Chiunque legge il testo greco sa che il termine è ἐπιούσιον "epioúsion", letteralmente significa "sopra-sostanziale" (Etimologicamente, epi- significa "sopra" e -ousios da ousia = "sostanza" o "essere"). Pane sovrasostanziale: prim'ancora che pane più che necessario, come in molte sottolineature, pane soprannaturale, il pane vivo che viene dal cielo... il corpo divino-umano del Signore! Perché il Padre possa riconoscere in noi – e compiacersene – l'immagine del Figlio diletto che ha pensato per ognuno di noi e che ci ha impressa come sigillo nel Battesimo, abbiamo bisogno di chiedergliela e di riceverla ogni giorno, per tenerla viva e vivificante non solo per noi, e non oscurarla.
L'interpretazione di questo vocabolo assolutamente insolito e di cui non si trovano che sparute tracce nella letteratura greca è sempre stata al centro di molte discussioni.
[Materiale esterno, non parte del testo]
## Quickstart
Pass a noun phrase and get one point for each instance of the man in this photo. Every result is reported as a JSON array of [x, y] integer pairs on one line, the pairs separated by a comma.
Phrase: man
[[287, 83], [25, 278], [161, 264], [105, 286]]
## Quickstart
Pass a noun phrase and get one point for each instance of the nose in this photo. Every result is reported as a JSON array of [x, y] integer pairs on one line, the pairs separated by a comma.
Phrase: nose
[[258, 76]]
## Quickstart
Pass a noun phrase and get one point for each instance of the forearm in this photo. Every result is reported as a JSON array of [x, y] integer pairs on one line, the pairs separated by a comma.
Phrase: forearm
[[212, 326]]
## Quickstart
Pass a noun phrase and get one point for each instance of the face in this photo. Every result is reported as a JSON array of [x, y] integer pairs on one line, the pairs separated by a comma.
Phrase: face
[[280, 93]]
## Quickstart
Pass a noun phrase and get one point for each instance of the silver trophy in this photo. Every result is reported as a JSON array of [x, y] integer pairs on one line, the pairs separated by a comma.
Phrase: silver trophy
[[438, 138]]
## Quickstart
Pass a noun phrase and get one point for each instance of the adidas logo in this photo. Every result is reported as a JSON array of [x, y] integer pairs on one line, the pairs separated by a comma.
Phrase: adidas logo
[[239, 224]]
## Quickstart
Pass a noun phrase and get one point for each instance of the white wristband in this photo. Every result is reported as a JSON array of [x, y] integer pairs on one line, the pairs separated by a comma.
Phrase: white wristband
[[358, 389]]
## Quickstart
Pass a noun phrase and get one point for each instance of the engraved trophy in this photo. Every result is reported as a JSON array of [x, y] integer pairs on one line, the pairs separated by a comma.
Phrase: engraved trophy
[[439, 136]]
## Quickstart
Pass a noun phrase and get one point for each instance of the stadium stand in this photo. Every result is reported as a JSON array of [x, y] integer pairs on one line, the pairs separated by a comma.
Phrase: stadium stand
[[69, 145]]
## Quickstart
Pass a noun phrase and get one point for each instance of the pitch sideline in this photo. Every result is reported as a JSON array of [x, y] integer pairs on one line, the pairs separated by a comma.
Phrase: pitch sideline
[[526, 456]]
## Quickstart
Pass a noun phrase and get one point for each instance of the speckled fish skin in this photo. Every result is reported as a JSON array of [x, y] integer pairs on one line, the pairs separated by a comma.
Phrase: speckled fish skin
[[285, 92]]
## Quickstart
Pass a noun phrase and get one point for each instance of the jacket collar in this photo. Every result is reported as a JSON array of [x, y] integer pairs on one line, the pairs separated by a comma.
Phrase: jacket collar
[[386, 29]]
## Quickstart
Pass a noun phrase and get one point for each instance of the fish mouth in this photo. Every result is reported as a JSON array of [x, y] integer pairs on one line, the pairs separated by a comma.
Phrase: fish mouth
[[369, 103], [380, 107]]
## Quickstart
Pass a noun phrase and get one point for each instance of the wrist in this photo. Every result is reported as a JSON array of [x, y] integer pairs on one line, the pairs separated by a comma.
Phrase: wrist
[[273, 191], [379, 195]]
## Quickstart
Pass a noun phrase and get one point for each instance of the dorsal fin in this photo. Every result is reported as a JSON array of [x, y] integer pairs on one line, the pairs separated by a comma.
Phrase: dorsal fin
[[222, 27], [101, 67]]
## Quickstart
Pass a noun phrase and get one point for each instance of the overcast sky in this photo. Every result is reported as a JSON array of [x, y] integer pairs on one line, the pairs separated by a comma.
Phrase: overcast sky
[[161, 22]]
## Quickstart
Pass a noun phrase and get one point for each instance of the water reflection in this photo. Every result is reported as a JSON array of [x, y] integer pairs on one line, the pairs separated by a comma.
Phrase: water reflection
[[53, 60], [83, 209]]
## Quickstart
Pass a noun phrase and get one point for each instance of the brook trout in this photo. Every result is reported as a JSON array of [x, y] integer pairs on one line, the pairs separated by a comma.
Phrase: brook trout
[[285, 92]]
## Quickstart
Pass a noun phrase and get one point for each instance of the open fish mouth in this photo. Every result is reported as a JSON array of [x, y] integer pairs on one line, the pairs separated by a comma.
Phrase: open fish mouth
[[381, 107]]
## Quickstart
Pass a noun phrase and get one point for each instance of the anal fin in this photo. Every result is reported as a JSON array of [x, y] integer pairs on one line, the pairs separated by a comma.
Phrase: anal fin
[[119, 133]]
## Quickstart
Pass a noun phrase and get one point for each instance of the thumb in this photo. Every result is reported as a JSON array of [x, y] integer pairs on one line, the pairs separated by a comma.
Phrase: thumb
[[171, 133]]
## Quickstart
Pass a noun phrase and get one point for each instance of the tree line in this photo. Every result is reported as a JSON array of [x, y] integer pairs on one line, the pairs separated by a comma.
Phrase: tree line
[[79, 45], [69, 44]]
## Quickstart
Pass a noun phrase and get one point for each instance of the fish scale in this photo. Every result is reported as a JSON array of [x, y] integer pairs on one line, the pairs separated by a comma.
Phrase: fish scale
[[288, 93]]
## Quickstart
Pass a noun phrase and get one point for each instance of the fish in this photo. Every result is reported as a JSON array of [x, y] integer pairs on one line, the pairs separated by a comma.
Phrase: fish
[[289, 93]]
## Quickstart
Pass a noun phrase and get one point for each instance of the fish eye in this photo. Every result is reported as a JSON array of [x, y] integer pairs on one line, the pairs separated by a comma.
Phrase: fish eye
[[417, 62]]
La Vulgata di San Girolamo lo rende con supersubstantialem nella versione matteana e quotidianum nella recensione lucana. Origene afferma che il termine era rarissimo e non usato né da colti né dalla plebe (De oration., 27,7). Il fatto è che
- quotidiano il pane di oggi fa pensare alla manna, il pane necessario che il Signore dispensava ogni giorno nel deserto durante l'Esodo in vista del Sinai e che andava raccolta secondo la necessità propria e della famiglia e consumata senza lasciarne per il domani, altrimenti sarebbe imputridita.
Ed è la sottolineatura della necessità costante e ripetitiva del nutrimento (non solo materiale ma anche spirituale) che ci attendiamo dal Padre. Infatti:
- epioúsion, il pane supersubstantialem, appunto per noi oggi e fino alla fine dei tempi, il pane vivo che viene dal cielo... il corpo divino-umano del Signore!